Em Parada de Taipas, "tem mais polícia na rua e ações de repressão contra eventos organizados pela juventude, como os bailes funk", diz Fernando Ferreira, 36, educador social e membro da Rede de Proteção e Resistência ao Genocídio. 

A política de criminalização dos pobres e pretos sempre existiu, afirma o articulador social Carlos Alberto de Souza Júnior, que vive no Jardim Ângela, extremo zona sul da capital. "Mas agora o governador diz que pode matar e os profissionais da segurança pública se acham no meio de uma guerra com a população", afirma.

Até o porte físico dos agentes tem mudado, diz Júnior. "O gordinho que não corre atrás está sumindo da quebrada. Agora são tipo segurança do Metrô na linha 4-Amarela. Só que mal remunerados, mal treinados, eles decidem quem vive e quem morre."

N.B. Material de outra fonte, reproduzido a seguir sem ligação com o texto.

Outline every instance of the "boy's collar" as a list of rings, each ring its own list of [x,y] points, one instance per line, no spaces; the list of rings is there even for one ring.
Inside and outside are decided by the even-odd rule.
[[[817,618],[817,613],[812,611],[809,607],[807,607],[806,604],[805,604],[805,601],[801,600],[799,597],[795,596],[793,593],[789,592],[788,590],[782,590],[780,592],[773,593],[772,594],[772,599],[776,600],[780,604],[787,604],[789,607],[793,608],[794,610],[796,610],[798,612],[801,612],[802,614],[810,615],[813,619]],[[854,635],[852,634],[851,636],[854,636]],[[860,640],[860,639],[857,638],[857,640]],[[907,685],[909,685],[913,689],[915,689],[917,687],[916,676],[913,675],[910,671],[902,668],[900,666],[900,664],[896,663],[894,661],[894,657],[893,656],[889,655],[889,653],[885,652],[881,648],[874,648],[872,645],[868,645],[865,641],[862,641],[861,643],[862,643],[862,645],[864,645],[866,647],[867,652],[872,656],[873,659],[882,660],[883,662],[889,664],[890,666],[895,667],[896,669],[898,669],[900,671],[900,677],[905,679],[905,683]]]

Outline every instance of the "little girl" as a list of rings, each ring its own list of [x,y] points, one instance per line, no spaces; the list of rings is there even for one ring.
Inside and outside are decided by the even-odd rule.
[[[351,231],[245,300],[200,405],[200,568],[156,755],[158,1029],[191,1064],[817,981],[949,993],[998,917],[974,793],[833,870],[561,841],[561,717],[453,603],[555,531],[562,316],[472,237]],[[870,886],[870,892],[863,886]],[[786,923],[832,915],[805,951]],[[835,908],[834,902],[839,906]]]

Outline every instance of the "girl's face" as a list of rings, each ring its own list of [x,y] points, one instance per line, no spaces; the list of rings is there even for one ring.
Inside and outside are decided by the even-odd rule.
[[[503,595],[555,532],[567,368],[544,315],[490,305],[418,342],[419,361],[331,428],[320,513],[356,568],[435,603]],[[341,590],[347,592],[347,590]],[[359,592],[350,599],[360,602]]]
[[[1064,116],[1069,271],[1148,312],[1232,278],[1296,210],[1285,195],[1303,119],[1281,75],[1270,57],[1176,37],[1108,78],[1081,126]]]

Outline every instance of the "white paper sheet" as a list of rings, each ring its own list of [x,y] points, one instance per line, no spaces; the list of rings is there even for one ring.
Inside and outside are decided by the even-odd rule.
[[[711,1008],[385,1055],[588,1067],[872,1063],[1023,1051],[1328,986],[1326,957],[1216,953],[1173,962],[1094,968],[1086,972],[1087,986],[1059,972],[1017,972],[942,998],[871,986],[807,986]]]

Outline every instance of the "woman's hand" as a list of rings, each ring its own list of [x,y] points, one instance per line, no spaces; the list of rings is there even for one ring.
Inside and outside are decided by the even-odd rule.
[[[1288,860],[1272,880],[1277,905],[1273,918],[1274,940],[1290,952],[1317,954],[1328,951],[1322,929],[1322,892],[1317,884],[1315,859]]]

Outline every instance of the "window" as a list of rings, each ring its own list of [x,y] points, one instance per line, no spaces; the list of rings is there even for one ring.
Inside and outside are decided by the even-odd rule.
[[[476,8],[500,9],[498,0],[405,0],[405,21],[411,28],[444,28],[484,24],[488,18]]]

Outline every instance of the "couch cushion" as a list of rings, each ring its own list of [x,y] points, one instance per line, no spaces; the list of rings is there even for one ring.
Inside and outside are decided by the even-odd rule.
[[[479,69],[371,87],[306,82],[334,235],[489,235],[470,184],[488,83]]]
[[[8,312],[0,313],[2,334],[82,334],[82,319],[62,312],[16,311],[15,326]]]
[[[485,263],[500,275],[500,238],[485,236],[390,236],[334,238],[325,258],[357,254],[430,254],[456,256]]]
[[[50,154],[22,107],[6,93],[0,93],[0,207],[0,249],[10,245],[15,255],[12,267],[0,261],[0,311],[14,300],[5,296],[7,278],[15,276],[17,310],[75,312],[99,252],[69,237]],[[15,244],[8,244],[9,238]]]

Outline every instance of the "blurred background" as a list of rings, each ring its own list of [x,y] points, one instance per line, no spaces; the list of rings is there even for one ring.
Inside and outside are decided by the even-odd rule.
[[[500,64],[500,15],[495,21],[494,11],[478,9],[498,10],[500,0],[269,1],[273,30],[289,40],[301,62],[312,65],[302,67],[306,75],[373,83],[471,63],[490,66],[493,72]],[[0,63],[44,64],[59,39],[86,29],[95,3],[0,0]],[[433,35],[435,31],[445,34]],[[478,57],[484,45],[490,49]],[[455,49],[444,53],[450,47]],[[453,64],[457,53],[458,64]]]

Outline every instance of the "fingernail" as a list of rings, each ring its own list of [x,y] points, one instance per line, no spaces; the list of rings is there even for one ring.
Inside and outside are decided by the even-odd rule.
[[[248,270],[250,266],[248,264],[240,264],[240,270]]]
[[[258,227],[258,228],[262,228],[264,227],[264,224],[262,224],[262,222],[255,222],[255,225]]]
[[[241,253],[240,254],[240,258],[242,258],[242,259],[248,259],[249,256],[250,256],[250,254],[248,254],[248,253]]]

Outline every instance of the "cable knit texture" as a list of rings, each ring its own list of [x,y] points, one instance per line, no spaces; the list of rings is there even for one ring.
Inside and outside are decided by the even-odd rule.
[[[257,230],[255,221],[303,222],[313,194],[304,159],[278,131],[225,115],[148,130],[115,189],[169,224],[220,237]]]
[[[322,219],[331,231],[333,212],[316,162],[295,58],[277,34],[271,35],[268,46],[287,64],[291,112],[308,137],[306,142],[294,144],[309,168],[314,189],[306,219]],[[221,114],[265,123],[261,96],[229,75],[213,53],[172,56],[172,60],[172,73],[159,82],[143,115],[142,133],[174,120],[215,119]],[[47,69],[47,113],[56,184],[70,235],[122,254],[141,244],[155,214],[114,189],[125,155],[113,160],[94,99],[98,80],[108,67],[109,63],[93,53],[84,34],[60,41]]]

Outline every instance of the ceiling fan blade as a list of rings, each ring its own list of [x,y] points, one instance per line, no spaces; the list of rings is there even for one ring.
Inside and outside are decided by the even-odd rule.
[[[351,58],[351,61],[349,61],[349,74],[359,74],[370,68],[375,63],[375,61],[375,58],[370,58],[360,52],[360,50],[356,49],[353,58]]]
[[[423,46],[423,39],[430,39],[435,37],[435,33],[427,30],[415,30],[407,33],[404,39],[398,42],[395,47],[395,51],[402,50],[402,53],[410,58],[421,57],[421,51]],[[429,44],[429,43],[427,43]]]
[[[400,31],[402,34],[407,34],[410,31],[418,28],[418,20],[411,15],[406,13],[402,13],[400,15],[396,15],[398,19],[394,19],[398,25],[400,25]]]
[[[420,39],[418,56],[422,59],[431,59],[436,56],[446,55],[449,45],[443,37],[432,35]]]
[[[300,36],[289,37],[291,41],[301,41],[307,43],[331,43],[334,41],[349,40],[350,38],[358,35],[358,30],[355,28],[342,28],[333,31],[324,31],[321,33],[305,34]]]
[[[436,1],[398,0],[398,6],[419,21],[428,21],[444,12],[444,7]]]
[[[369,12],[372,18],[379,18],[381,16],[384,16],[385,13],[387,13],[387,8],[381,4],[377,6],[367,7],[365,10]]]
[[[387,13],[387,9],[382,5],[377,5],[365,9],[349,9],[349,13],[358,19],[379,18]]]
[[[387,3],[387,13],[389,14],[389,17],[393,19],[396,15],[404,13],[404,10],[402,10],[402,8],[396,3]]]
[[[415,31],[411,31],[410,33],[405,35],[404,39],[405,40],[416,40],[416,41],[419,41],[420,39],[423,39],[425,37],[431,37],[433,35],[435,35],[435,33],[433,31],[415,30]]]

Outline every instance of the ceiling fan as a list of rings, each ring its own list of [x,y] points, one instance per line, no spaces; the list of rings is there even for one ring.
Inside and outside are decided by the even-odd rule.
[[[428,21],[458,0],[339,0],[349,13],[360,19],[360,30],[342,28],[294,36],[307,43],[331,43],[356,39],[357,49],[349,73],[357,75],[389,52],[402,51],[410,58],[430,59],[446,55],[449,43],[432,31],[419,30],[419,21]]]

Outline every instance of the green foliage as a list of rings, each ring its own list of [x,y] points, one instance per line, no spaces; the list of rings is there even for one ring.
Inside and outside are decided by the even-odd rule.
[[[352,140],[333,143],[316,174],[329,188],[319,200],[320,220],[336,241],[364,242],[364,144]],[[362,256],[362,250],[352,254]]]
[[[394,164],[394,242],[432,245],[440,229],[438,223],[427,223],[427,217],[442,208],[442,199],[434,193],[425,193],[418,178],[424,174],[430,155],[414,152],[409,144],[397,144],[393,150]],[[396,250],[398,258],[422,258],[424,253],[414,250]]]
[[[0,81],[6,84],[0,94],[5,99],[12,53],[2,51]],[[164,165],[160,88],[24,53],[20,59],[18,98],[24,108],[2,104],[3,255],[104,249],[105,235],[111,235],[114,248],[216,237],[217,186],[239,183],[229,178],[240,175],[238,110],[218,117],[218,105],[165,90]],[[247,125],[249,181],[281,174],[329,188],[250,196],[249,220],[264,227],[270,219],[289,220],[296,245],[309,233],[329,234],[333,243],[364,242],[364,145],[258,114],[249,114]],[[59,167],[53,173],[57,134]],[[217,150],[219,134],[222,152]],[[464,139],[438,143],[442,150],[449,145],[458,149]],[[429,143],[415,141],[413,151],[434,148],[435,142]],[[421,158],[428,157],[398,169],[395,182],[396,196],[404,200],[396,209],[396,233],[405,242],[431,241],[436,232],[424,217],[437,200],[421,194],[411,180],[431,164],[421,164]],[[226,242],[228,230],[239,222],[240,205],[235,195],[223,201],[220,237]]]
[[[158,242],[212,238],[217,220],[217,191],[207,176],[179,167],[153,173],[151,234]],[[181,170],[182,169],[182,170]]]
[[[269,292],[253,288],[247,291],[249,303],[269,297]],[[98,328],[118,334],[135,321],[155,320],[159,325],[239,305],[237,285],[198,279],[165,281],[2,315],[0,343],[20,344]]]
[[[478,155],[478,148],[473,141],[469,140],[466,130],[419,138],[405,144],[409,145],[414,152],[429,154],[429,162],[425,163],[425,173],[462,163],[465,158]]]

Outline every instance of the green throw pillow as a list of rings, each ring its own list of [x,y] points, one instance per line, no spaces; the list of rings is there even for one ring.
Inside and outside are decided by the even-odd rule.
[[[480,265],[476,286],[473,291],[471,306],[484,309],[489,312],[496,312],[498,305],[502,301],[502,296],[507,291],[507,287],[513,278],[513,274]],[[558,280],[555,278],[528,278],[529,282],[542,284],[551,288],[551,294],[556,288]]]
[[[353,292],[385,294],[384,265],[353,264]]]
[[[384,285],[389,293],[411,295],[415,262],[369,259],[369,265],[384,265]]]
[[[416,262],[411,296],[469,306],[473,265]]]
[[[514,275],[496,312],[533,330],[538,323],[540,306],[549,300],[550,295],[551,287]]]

Em nota, a Secretaria de Segurança Pública afirmou que as abordagens "são regulamentadas pelos respectivos procedimentos operacionais padrão das instituições e aplicadas de acordo com a legislação" e o "uso de armas longas é facultado exclusivamente aos policiais devidamente habilitados". Eventuais abusos, diz a pasta, podem ser registrados nas corregedorias.


CUMPRIU 

Criar um aplicativo de segurança da mulher

Manter a redução do número de homicídios 

CUMPRIU PARCIALMENTE

Abrir 22 Baeps (Batalhão de Ações Especiais de Polícia); quatro foram inaugurados

Contratar 13 mil PMs e 8.000 policiais civis; governo nomeou 1.039 policiais militares e científicos

Levar bases comunitárias móveis da PM para todos os 645 municípios; das 200 novas bases previstas, o governo entregou 148 

Abrir delegacias 24 horas por dia; Doria implementou atendimento integral em dez Delegacias de Defesa da Mulher

Implementar a Dronepol, polícia com drone; a PM tem 15 núcleos operacionais do programa, mas a promessa é que outros 56 entrem em funcionamento até o fim do ano 

Aumentar vagas em presídios; foram abertas 1.755 vagas no sistema prisional paulista com a inauguração de três novas unidades, mas déficit segue em mais de 80 mil vagas

AINDA NÃO CUMPRIU

Comprar veículos blindados para a PM; segundo a secretaria, está em fase de testes

Reformar quartéis e delegacias; Doria busca apoio da iniciativa privada

Reajustar os salários dos policiais civis, militares, técnico-científica e bombeiros; governador diz que irá anunciar medida no fim de outubro

Comprar novas armas para as duas polícias; há licitação em andamento

Integrar as polícias Civil e Militar; segundo a gestão, um exemplo de trabalho conjunto das corporações foi durante a Copa América, mas não foi informado um plano de ação conjunta/integração

Abrir 10 DEICs (Departamentos Estaduais de Investigação Criminal) regionais

Levar padrão Poupatempo às delegacias

Abrir 40 novas Delegacias de Defesa da Mulher

Levar programa de monitoramento de câmeras para todas as regiões do estado

Fazer com que todos os presos trabalhem nos presídios

Reduzir a maioridade penal

Barrar a entrada de celulares nas penitenciárias

Conceder presídios à iniciativa privada; edital de concessão deve ser publicado este mês, segundo gestão

Acabar com a "saidinha" temporária de presos

Erramos: o texto foi alterado

Diferentemente do publicado em versão anterior do texto, foram seis promessas que começaram a ser colocadas em prática pela gestão Doria e não nove. O erro foi corrigido.